A estas condições suma-se-lhes a falta de contratação digna. De facto, segundo os dados da EPA, quase quatro em cada dez empregados do lar trabalha sem contrato trabalhista em Espanha e, por tanto, não estão a cotar na Segurança Social. "O 98% que nos dedicamos ao trabalho do lar e os cuidados somos migrantes e muitas destas pessoas chegam sem os papéis em regra pelo que não se lhes pode fazer um contrato digo que lhes garanta um salário mínimo, o que lhes condena a uma situação de exploração", puntualiza Jamileth

Um contrato digno

Jamileth argumenta que, à hora de contratar a uma empregada de lar, o mais adequado é ir a uma associação ou a uma cooperativa em lugar da procurar através do boca em boca. "O ideal é procurar empresas onde ofereçam a colegas que já têm seus papéis em regra, que vão poder criar uma série de direitos como o direito a desemprego, do direito a férias, o alta no Sistema de Segurança Social, o conserto de acidentes, a tramitação de altas e baixas, o controle e emissão de nóminas, etc", lista.

Uma empregada de lar faz a cama / RICARDO LOIRO - EP

"O salário mínimo da empregada do lar ronda os 1.323 euros ao mês", sublinha a trabalhadora. "É necessário uma nómina que tenha o salário mínimo interprofesional.

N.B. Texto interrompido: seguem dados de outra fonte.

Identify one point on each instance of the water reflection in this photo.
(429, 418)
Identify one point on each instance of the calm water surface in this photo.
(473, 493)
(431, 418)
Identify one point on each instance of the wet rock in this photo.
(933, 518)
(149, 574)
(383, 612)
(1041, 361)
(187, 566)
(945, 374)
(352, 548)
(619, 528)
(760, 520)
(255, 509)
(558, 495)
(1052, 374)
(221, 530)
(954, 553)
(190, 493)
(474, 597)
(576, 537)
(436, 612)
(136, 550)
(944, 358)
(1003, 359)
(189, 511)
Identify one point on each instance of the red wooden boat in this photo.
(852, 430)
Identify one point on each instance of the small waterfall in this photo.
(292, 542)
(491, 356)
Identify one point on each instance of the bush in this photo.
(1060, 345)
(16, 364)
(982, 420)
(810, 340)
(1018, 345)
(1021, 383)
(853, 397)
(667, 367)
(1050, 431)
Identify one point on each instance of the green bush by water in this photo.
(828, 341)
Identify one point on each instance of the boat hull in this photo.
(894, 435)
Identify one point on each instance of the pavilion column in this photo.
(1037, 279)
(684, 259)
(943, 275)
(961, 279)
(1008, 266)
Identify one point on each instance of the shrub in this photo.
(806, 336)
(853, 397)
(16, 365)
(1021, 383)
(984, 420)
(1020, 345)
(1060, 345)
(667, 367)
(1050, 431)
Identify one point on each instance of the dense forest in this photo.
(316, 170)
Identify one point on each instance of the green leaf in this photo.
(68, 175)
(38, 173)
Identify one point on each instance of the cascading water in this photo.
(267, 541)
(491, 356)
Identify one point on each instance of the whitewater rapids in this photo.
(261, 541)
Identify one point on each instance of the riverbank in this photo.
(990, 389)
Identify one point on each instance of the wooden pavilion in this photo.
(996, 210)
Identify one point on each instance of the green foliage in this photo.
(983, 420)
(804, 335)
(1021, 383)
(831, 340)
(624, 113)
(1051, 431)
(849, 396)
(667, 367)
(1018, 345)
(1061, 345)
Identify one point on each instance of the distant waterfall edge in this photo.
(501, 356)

A cooperativa é a que se encarrega de fazer o contrato, desta maneira, não é necessário que o consumidor se adentre nesse engorroso lío fazendo o contrato a pessoa particular", acrescenta.

'Não me pagues em B'

"Não precisamos empatía, precisamos justiça. Precisamos que os salários sejam reais, que não estamos a pedir peras ao olmo", exige Jamileth. "Muitas de nós ao ver que não chegamos ao mínimo, pedem dinheiro em B. Isto, no entanto, é um grande erro. Estamos a mover o dinheiro fora da hucha. Sim, vou ter um dinheiro extra, mas a costa de que. Nós não estamos a favor do pagamento em B", declara.

Como consumidor, além de oferecer um salário digno e uma contratação justa, dentro do lar também se deve cumprir uns mínimos requisitos. "A confiança é importantíssima. Falar com clareza, que quero de teu trabalho? Que quero que se priorice? Porque às vezes contratam-te duas horas e queres que lhe limpes a casa e em duas horas não se pode. Há que ter consciência na redistribuição dos tempos ao serviço dos cuidados, que não é só limpar a habitação, é também a estimulação emocional", recorda a empregada.

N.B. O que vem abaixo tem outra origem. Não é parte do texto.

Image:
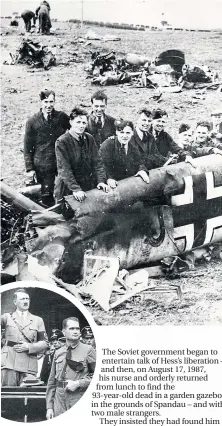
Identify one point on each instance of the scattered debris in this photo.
(34, 54)
(168, 71)
(91, 35)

Os requisitos como consumidor

Cony Carranza, oriunda de El Salvador, define-se actualmente como educadora popular feminista antirracista, mas faz 12 anos era uma empregada do lar. "A dia de hoje trabalho com mulheres que estão no trabalho de lar e cuidados, e ajudo a que tenham umas boas condições trabalhistas. Não só elas têm que cumprir uns requerimentos para ser contratadas, também os empleadores devem cumprir uns mínimos", comenta.

Un cartel de
Um cartaz de "procura-se" / FOTO CEDIDA

Para isso, tem criado um cartaz de "se procura", para que aquela empregada do lar possa trabalhar numa situação honrada e respetable. "Procura-se uma família de bem e honesta, que não permita que seus filhos me insultem ou me humilhem. Dar valor aos cuidados. Não à a escravatura moderna. Nem chacha, nem tua garota: trabalhadora de lar. Cuida a quem cuida-te. Meu trabalho não inclui serviços sexuais. Meu dia também tem 24 horas", se pode ler em dito cartaz.

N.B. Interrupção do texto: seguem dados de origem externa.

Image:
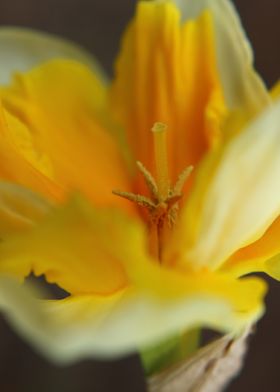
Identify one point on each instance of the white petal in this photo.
(22, 49)
(87, 326)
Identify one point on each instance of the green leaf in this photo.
(169, 352)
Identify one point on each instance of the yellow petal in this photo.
(94, 326)
(275, 92)
(19, 209)
(245, 92)
(23, 48)
(31, 172)
(166, 72)
(80, 248)
(256, 256)
(62, 106)
(236, 196)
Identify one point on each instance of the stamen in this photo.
(150, 181)
(138, 199)
(163, 204)
(183, 176)
(160, 144)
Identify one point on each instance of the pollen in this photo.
(162, 204)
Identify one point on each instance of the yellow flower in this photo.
(168, 259)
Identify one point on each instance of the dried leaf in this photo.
(209, 370)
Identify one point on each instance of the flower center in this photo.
(162, 205)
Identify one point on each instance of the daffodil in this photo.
(146, 198)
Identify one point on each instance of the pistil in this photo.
(162, 205)
(160, 150)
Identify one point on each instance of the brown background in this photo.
(97, 25)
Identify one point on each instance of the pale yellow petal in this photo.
(93, 326)
(22, 49)
(236, 196)
(61, 106)
(80, 248)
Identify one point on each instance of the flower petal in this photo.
(19, 209)
(245, 93)
(94, 326)
(80, 248)
(63, 106)
(23, 48)
(166, 72)
(259, 256)
(236, 197)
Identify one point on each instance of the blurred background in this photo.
(97, 25)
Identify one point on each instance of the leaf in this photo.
(209, 370)
(170, 351)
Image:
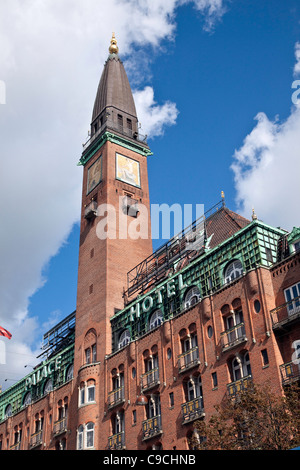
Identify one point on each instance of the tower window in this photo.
(120, 122)
(265, 358)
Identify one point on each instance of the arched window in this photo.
(80, 438)
(70, 372)
(27, 399)
(233, 271)
(8, 411)
(124, 339)
(192, 297)
(194, 388)
(156, 319)
(241, 366)
(90, 435)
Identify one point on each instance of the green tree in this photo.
(255, 419)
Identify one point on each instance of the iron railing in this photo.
(116, 441)
(150, 379)
(188, 359)
(60, 426)
(192, 410)
(36, 439)
(233, 336)
(116, 397)
(151, 427)
(290, 372)
(239, 385)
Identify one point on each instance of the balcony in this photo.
(150, 379)
(192, 410)
(16, 446)
(239, 385)
(286, 313)
(151, 427)
(60, 426)
(116, 441)
(36, 439)
(290, 372)
(116, 397)
(188, 359)
(233, 337)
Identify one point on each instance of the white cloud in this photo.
(266, 170)
(51, 61)
(153, 117)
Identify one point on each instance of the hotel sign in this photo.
(43, 372)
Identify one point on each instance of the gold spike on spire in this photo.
(223, 198)
(113, 48)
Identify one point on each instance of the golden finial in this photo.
(113, 48)
(223, 198)
(254, 216)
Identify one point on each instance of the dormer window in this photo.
(192, 297)
(233, 271)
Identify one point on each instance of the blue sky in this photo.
(216, 75)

'Não somos robôs de limpeza'

"Não somos robôs de limpeza, é importante humanizar nosso trabalho", sublinha Cony. Cabe destacar que, segundo a EPA, o 95,57% dos trabalhadores do Sistema Especial para Empregados de Lar são mulheres, um 80,75% tem mais de 40 anos, e um de cada dois tem mais de 50 anos, segundo dados do estudo.

"Por que me contratam a mim? porque sou boa cuidadora? ou porque há mais confiança em que o trabalho o realizei melhor uma mulher que um homem? Deveriam de ter mais cuidadores, porque há bons cuidadores, há gente profissional que faz bem seu trabalho. Faz falta essa mudança social? Pois sim, muitas mudanças", reflexiona por último Jamileth.